Bitcoin Law: What US businesses need to know - simonebrunozzi
http://www.coindesk.com/bitcoin-law-what-us-businesses-need-to-know/

======
yebyen
This is a great article and promises a great follow-up! If registering
federally as a money transmission business with FinCEN is really not so
complicated, maybe many people will do it and follow AML/KYC laws. I know it
was not long in Bitcoin-OTC community before I found individual sellers
requiring a mobile telephone number, and doing formal verification of that
before they would do business.

At the time it was claimed (probably true) that it was necessary to go to this
length so that PayPal would honor the transaction. PayPal is notorious for
charge-backs, and with the Bitcoin seller having followed these procedures to
verify e-mail address and phone number matching the primary on the Paypal
account that was buying bitcoins, the person could claim and prove that they
indeed sold something. Without that verification, PayPal would almost
universally reverse the transaction at the request of the buyer.

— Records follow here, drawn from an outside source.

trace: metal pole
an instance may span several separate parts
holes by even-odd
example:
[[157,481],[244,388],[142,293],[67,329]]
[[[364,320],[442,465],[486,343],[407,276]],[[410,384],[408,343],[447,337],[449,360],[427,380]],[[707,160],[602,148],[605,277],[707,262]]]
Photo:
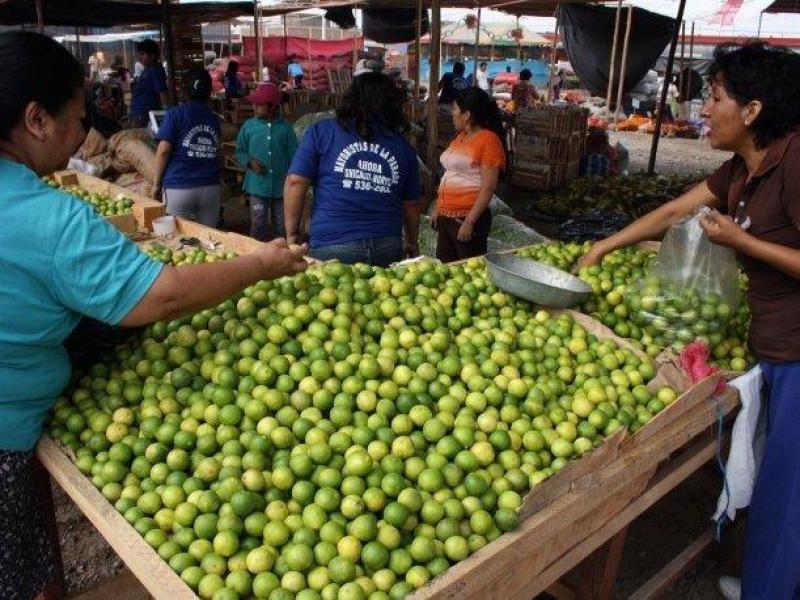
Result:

I haven't bought or sold any bitcoins with PayPal in a while, I don't know if
people are still doing it or if it's again considered a "hot area." Last time
I heard anything, sellers stopped accepting MoneyPak because it's usually 100%
reversible without cause by the buyer. It's likely that in the current US
climate, most buying and selling will have moved to formally built exchange
websites and even that nobody will be selling coins anonymously in the well-
known #bitcoin-otc community. You'll just have to find someone you know and
trust, or can personally identify, in person, and (take their/give them) cash.